Water, Water, Water.
Oil, Oil, Oil.
Jewels
Out in California when the sea walls were breached,
A putrid tide of birds and fish
Washed up on the beach,
And killed the American dream stone cold dead.
Like the song foretold in the days of old
The levy was dry,
only whiskey and rye
on which to get by.
It was hot as hell, then cold as hell
And always hard to breathe,
Many old and frail and young,
Prematurely took their leave.
My mother and my sister’s son
Are two of many
That we grieve.
Then disease sprang up,
Plague we’d never seen
It sacrificed many millions
To the God we called Benzene
Chorus
Oil, Oil, Oil, Oil.
Carbon, carbon, carbon.
Oil, coal, gas.
Mercury, methane, mining.
Oil, oxygen, ozone
Ice, Ice, Ice.
Water, Water, Water.
Oil, Oil, Oil.
Jewels
No! No!
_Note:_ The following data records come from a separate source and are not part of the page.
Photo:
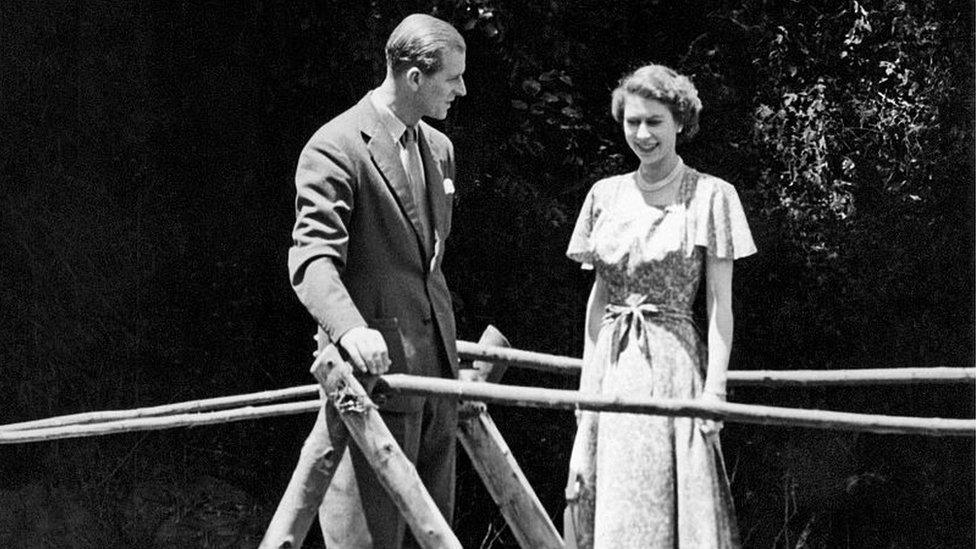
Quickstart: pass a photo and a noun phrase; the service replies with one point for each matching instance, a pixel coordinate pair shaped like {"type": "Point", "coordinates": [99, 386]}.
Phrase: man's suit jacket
{"type": "Point", "coordinates": [358, 259]}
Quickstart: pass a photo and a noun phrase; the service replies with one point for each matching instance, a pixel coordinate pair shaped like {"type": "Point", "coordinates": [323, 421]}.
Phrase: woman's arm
{"type": "Point", "coordinates": [718, 276]}
{"type": "Point", "coordinates": [595, 306]}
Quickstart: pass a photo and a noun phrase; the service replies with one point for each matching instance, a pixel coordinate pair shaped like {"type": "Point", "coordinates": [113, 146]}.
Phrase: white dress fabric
{"type": "Point", "coordinates": [653, 481]}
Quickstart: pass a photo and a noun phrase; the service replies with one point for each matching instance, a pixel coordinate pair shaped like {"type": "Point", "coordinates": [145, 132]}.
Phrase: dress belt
{"type": "Point", "coordinates": [637, 316]}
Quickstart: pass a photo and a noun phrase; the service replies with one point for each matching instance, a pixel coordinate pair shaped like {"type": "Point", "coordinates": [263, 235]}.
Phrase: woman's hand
{"type": "Point", "coordinates": [710, 427]}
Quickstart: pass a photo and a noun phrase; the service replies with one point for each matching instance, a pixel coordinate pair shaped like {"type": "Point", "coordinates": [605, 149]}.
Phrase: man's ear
{"type": "Point", "coordinates": [413, 77]}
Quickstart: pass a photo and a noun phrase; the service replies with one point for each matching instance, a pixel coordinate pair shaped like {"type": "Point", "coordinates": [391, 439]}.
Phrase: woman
{"type": "Point", "coordinates": [644, 481]}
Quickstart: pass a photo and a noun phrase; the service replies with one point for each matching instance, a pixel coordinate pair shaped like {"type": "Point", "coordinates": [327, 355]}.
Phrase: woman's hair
{"type": "Point", "coordinates": [667, 86]}
{"type": "Point", "coordinates": [418, 41]}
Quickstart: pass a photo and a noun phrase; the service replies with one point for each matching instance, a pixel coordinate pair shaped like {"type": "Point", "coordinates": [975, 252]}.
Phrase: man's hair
{"type": "Point", "coordinates": [419, 41]}
{"type": "Point", "coordinates": [667, 86]}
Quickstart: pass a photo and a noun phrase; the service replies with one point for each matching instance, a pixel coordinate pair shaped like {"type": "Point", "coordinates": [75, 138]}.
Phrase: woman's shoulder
{"type": "Point", "coordinates": [610, 183]}
{"type": "Point", "coordinates": [710, 185]}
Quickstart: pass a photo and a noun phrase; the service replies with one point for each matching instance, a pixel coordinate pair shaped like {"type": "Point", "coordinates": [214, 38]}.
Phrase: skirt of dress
{"type": "Point", "coordinates": [649, 481]}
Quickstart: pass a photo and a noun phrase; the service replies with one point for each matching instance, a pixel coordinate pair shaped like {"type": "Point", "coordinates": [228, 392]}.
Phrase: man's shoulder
{"type": "Point", "coordinates": [435, 137]}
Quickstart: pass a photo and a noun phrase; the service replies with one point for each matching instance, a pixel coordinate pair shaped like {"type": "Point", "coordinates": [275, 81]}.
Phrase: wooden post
{"type": "Point", "coordinates": [497, 466]}
{"type": "Point", "coordinates": [317, 464]}
{"type": "Point", "coordinates": [394, 471]}
{"type": "Point", "coordinates": [323, 449]}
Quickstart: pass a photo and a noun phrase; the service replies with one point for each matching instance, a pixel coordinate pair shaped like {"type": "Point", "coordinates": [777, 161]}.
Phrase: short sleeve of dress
{"type": "Point", "coordinates": [720, 224]}
{"type": "Point", "coordinates": [580, 244]}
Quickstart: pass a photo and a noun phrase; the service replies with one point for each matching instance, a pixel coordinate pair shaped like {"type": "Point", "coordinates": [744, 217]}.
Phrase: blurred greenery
{"type": "Point", "coordinates": [146, 202]}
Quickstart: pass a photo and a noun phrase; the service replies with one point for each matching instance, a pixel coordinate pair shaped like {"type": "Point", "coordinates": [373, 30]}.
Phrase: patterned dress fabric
{"type": "Point", "coordinates": [653, 481]}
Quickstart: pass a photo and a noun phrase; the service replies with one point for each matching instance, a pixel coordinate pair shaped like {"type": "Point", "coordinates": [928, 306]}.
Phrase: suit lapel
{"type": "Point", "coordinates": [435, 193]}
{"type": "Point", "coordinates": [386, 155]}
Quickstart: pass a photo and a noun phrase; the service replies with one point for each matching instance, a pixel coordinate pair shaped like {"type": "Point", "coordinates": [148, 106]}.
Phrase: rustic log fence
{"type": "Point", "coordinates": [347, 411]}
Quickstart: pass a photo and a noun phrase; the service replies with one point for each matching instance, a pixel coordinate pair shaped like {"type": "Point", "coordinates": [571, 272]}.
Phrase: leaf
{"type": "Point", "coordinates": [531, 87]}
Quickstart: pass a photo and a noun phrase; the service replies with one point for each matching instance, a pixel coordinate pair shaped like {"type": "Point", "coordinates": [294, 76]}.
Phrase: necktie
{"type": "Point", "coordinates": [415, 173]}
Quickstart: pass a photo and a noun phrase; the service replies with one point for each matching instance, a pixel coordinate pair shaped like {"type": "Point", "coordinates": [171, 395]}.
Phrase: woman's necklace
{"type": "Point", "coordinates": [657, 186]}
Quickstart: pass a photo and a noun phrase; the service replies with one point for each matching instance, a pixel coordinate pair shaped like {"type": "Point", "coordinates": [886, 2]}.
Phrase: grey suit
{"type": "Point", "coordinates": [358, 259]}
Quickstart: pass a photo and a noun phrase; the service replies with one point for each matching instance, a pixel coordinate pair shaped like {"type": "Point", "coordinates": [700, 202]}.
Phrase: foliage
{"type": "Point", "coordinates": [146, 202]}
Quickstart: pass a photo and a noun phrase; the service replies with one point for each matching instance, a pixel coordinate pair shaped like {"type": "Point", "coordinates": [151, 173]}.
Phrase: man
{"type": "Point", "coordinates": [373, 212]}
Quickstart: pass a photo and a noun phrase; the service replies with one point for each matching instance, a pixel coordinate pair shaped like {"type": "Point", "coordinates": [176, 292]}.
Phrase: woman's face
{"type": "Point", "coordinates": [650, 130]}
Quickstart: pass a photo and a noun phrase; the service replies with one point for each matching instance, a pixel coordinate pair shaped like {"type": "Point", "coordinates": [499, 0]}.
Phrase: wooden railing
{"type": "Point", "coordinates": [348, 412]}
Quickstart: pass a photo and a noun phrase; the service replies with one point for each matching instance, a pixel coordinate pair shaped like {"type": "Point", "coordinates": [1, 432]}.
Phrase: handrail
{"type": "Point", "coordinates": [867, 376]}
{"type": "Point", "coordinates": [533, 397]}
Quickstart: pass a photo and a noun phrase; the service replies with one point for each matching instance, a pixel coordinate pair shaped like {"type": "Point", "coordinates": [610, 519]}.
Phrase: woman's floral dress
{"type": "Point", "coordinates": [653, 481]}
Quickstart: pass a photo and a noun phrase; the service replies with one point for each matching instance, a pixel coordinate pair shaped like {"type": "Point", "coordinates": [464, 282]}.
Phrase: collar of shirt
{"type": "Point", "coordinates": [391, 124]}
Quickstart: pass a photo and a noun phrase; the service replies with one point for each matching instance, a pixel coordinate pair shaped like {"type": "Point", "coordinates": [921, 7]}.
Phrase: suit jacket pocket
{"type": "Point", "coordinates": [390, 329]}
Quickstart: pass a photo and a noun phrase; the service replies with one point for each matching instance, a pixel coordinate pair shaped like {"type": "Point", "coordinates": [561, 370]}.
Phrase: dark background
{"type": "Point", "coordinates": [148, 151]}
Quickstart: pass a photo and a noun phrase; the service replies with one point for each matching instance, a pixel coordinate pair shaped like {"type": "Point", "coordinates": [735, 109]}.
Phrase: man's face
{"type": "Point", "coordinates": [438, 89]}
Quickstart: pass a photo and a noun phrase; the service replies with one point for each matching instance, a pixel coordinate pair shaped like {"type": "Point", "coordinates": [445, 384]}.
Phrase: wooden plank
{"type": "Point", "coordinates": [496, 465]}
{"type": "Point", "coordinates": [506, 483]}
{"type": "Point", "coordinates": [317, 464]}
{"type": "Point", "coordinates": [866, 376]}
{"type": "Point", "coordinates": [394, 471]}
{"type": "Point", "coordinates": [743, 413]}
{"type": "Point", "coordinates": [155, 423]}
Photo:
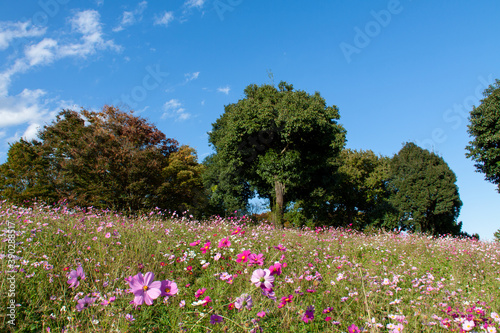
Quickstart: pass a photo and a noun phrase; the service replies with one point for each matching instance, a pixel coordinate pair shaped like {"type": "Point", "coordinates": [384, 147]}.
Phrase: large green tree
{"type": "Point", "coordinates": [484, 127]}
{"type": "Point", "coordinates": [106, 159]}
{"type": "Point", "coordinates": [424, 192]}
{"type": "Point", "coordinates": [280, 141]}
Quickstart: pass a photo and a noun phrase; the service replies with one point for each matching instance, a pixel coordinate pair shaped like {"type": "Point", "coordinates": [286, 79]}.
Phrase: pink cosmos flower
{"type": "Point", "coordinates": [82, 303]}
{"type": "Point", "coordinates": [275, 269]}
{"type": "Point", "coordinates": [206, 247]}
{"type": "Point", "coordinates": [195, 243]}
{"type": "Point", "coordinates": [309, 315]}
{"type": "Point", "coordinates": [262, 278]}
{"type": "Point", "coordinates": [256, 259]}
{"type": "Point", "coordinates": [200, 292]}
{"type": "Point", "coordinates": [168, 288]}
{"type": "Point", "coordinates": [225, 242]}
{"type": "Point", "coordinates": [243, 256]}
{"type": "Point", "coordinates": [74, 275]}
{"type": "Point", "coordinates": [353, 329]}
{"type": "Point", "coordinates": [144, 288]}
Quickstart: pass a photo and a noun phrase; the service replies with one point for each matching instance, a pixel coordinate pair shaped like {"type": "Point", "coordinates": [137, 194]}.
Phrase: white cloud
{"type": "Point", "coordinates": [12, 30]}
{"type": "Point", "coordinates": [174, 109]}
{"type": "Point", "coordinates": [191, 76]}
{"type": "Point", "coordinates": [195, 3]}
{"type": "Point", "coordinates": [164, 19]}
{"type": "Point", "coordinates": [224, 90]}
{"type": "Point", "coordinates": [88, 24]}
{"type": "Point", "coordinates": [131, 17]}
{"type": "Point", "coordinates": [41, 53]}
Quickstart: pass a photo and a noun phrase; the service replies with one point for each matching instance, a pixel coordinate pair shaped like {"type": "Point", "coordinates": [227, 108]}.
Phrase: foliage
{"type": "Point", "coordinates": [424, 192]}
{"type": "Point", "coordinates": [102, 159]}
{"type": "Point", "coordinates": [280, 142]}
{"type": "Point", "coordinates": [484, 127]}
{"type": "Point", "coordinates": [378, 283]}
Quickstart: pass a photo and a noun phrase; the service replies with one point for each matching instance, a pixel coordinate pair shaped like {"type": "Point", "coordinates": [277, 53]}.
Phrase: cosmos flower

No!
Please let me go, I begged him,
I cannot stay, let me go
But the Proprietor, he said no.
You have wealth beyond belief
Power by the score
Your very name it opens
Every single door,
You cannot kick me to the kerb, he said,
And go on your merry way,
When you have sex with a gorilla
Your not done till the gorilla says.
Jewels
The night was dark
My clothes they stank
There was darkness all around
The lion’s bones were on the ground
White and still and rank.
Chorus
Oil, Oil, Oil, Oil.
Carbon, carbon, carbon.
Oil, coal, gas.
Mercury, methane, mining.
Oil, oxygen, ozone
Ice, Ice, Ice.
Water, Water, Water.
Oil, Oil, Oil.
Jewels
The bones stood with a creaking sound
And round and round me then they wound
The teeth were here
The teeth were there
The teeth were all around
And from the empty throat there came
A terrifying sound
The empty throat it roared
The hind it crouched, the maw it hissed
The hollow eyes they burned
Stop it, please! I implored
But the hellish thing would not be turned
Then as sudden as it began
The bones fell back to earth
In her last dream, the third and final Moment of her life, Jewels Goodman is standing on the deck of a sailing ship encrusted in green ice, skeletal, still. Salt pours down on her head like fireflies and she steps out of the crystal shower and dives into the black, inky harbour.